In many cases, dataframely’s capability to validate and filter input data is used at core application boundaries. As a result, validate and filter are generally expected to be used at points where collect is called on a lazy frame. However, there may be situations where validation or filtering should simply be added to the lazy computation graph. Starting in dataframely v2, this is supported via a custom polars plugin.

The eager parameter#

All of the following methods expose an eager: bool parameter:

By default, eager=True. However, users may decide to set eager=False in order to simply append the validation or the filtering operation to the lazy frame. For example, one might decide to run validation lazily:

def validate_lf(lf: pl.LazyFrame) -> pl.LazyFrame:
    return lf.pipe(MySchema.validate, eager=False)

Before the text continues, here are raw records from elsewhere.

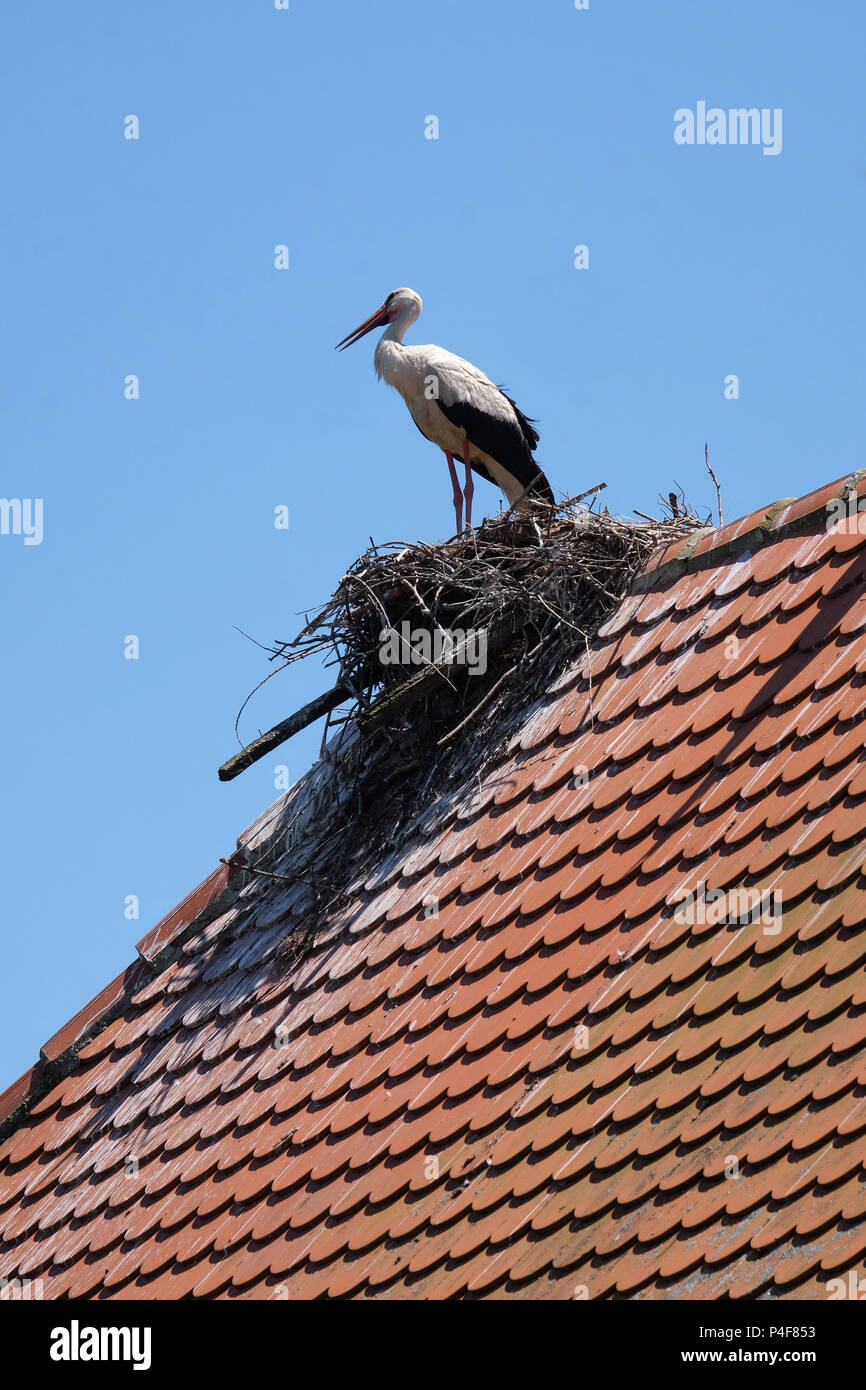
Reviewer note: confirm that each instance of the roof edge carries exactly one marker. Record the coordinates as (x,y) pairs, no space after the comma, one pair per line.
(776,521)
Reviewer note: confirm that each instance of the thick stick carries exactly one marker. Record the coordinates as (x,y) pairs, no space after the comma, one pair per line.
(278,734)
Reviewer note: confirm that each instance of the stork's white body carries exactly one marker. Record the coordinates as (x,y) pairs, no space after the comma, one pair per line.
(456,407)
(426,375)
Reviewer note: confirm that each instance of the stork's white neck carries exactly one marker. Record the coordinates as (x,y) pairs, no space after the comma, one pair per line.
(389,349)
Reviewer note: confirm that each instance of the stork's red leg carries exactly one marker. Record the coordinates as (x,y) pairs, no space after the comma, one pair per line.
(458,494)
(470,487)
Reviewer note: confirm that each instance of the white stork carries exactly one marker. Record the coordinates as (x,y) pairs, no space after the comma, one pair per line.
(458,407)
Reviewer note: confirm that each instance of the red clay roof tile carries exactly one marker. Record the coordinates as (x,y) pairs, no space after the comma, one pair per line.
(512,1022)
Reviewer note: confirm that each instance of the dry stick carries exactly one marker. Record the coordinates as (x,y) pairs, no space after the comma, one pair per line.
(489,694)
(706,459)
(278,734)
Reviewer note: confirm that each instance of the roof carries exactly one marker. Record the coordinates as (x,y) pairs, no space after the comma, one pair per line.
(512,1059)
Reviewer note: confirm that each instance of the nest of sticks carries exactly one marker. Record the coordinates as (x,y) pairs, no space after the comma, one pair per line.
(533,590)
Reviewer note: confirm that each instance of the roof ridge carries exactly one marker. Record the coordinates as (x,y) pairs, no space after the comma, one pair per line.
(776,521)
(161,945)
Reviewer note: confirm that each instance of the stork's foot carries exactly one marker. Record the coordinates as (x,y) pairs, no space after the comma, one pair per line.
(470,487)
(456,492)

When eager=False, validation is only run once the lazy frame is collected. If input data does not satisfy the schema, no error is raised here, yet.

Error Types#

Due to current limitations in polars plugins, the type of error that is being raised from the validate function (both for schemas and collections) is dependent on the value of the eager parameter:

  • When eager=True, a ValidationError is raised from the validate function

  • When eager=False, a ComputeError is raised from the collect function

Note

For schemas, the error message itself is equivalent. For collections, the error message for eager=False is limited and non-deterministic: the error message only includes information about a single member and, if multiple members fail validation, the member that the error message refers to may vary across executions.

Note

When the lazy frame is collected on the polars streaming engine, lazy validation may not surface all validation issues: validation is aborted as soon as the first failure is encountered. As a result, both the set of rules reported in the error message and the specific failure surfaced may be non-deterministic across executions.

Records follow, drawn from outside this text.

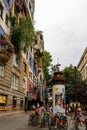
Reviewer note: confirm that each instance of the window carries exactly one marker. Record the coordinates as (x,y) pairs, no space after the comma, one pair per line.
(7,20)
(15,60)
(1,10)
(14,82)
(24,83)
(24,67)
(1,70)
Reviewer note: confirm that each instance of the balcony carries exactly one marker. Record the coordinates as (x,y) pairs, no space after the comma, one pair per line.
(6,49)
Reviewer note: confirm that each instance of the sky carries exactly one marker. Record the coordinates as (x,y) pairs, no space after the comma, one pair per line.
(64,27)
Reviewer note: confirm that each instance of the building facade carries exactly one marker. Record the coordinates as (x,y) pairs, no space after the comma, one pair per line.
(20,73)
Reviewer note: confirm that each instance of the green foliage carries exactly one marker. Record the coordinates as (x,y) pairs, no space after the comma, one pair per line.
(46,62)
(22,34)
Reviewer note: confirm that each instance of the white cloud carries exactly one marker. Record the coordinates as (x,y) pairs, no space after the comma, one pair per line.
(64,26)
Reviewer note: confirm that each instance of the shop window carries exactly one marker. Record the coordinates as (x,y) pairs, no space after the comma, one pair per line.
(14,82)
(14,102)
(1,70)
(24,83)
(1,10)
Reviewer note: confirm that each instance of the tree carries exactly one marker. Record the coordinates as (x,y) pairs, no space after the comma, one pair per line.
(46,62)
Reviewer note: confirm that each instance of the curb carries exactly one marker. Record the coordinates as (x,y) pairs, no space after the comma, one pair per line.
(10,113)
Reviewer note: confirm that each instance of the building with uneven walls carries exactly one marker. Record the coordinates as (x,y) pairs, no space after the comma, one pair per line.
(82,65)
(21,71)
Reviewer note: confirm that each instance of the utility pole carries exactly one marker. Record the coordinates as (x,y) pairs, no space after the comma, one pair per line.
(76,83)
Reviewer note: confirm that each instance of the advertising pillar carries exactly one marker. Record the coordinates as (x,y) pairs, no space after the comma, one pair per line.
(58,98)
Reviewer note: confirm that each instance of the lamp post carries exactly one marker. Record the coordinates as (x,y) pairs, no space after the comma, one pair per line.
(76,83)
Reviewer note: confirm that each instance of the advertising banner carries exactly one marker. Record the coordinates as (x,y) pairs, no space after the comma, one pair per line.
(58,98)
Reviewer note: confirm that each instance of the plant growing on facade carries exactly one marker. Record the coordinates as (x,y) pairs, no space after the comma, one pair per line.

Including failure examples in error messages#

By default, validation error messages report only the name of each failing rule and the number of rows that violated it. For easier debugging, dataframely can additionally include a few example rows for each failing rule. This is configured via set_max_failure_examples() (or the max_failure_examples keyword on the Config context manager) and applies to both eager=True and eager=False:

import dataframely as dy

with dy.Config(max_failure_examples=5):
    MySchema.validate(df)

For column-level rules, examples include the value in the offending column. For schema-level rules, examples include all data columns of the schema, except for the primary_key rule where examples are limited to the primary key columns. The default value of 0 disables examples entirely.